Let’s save the debate over horror as a worthy genre for another day and talk about what writers can learn from one of the most prolific and successful ones of our time. The best way to learn from King is to read what many consider to be the best book on writing, his aptly titled “On Writing, a Memoir of the Craft.” In it, he offers his rags to riches to addiction and beyond story, along with a casual but expert textbook on storytelling and mechanics. If you know anything about King, you understand he didn’t grow up in a picket-fence family or get an MFA from an Ivy League institution. At his mother’s urging, he earned a teaching certificate and left college with it “like a golden retriever emerging from a pond with a dead duck in its jaws.” A flourishing career didn’t make a perfect life, but thankfully King turned his distress and piercing powers of observation into stories that haunt the world.
King has crafted more than 60 novels and in excess of 200 short stories. Granted, productivity and creativity can sometimes be mutually exclusive. King candidly professes in “On Writing” that there’s “nothing new under the sun.” He states that there are no new ideas—simply new combinations of ideas such as the way “adolescent cruelty and telekinesis” came together to form “Carrie.” In this era of prequels, sequels, reboots, remakes and reimagining, some may think it’s natural for King’s catalogue to be further exploited, but he’s been consistently relevant for decades. One might say his stories are timeless, but in effect, they are relentless. Like the telltale heart, the dissonant chords he strikes in our psyches are always under the surface ready to disrupt our worlds. Common anxieties and deeper sources of discomfort can be rich subject matter in any genre.

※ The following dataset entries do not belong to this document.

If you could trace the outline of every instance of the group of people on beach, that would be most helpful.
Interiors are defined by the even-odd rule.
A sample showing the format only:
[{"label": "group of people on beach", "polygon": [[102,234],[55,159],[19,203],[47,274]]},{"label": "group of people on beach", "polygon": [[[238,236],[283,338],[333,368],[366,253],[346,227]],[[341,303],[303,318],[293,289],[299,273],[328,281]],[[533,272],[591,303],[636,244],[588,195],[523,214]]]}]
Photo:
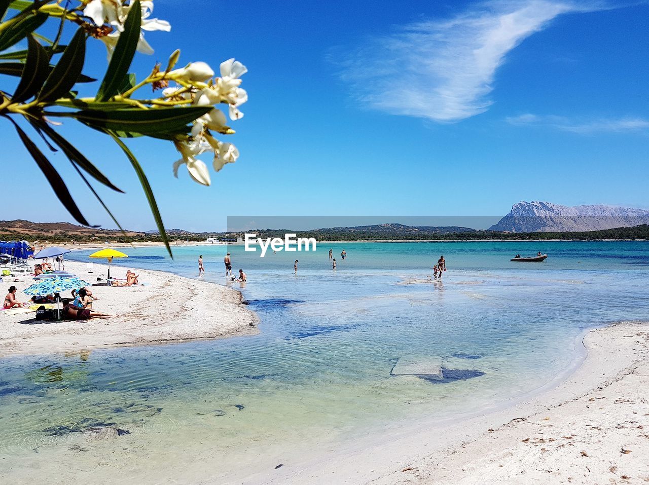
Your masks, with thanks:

A few more highlights from the book:
On Vocabulary: King says never dress it up too much, especially if you’re using longer words as though you’re ashamed of the shorter ones.
On Reading: “You cannot hope to sweep someone else away with the force of your writing until it has been done to you.”
On Editing: King shares a principle he learned from Strunk and White via “The Elements of Style”: omit unnecessary words.
The last one resonates with me. I spend much of my day “tightening” copy and making paragraphs flow, but good editors and writers who self-edit well are not misers bent on reduction; they’re fantastic at choosing the stories, words and phrasing that make their points—and as King notes about the legendary Elmore Leonard, they leave out “the boring parts.”
The book also relates the evil of adverbs and both teaches and demonstrates description that makes readers “prickle with recognition.” King’s medium happens to be the macabre, but the lessons are universal. If his publishing history isn’t enough to affirm credibility, his cinematic hits include “The Shining,” “Misery” and “The Shawshank Redemption.” With that said, if you are a horror fan, see “The Boogeyman.” It’s an original take on the fear of darkness and a little girl whose family doesn’t believe her—at first—when she tells them what’s lurking there. There are quirky characters, comedic moments, and at least one scare that made the audience shriek the night I saw it.

One final note for the writers out there: face whatever fear fuels your procrastination or keeps you from making your points. Wean yourselves off adverbs and write about what makes you uncomfortable. Chances are, it’s relatable, and if you can do that, the boogeyman himself can’t stop you.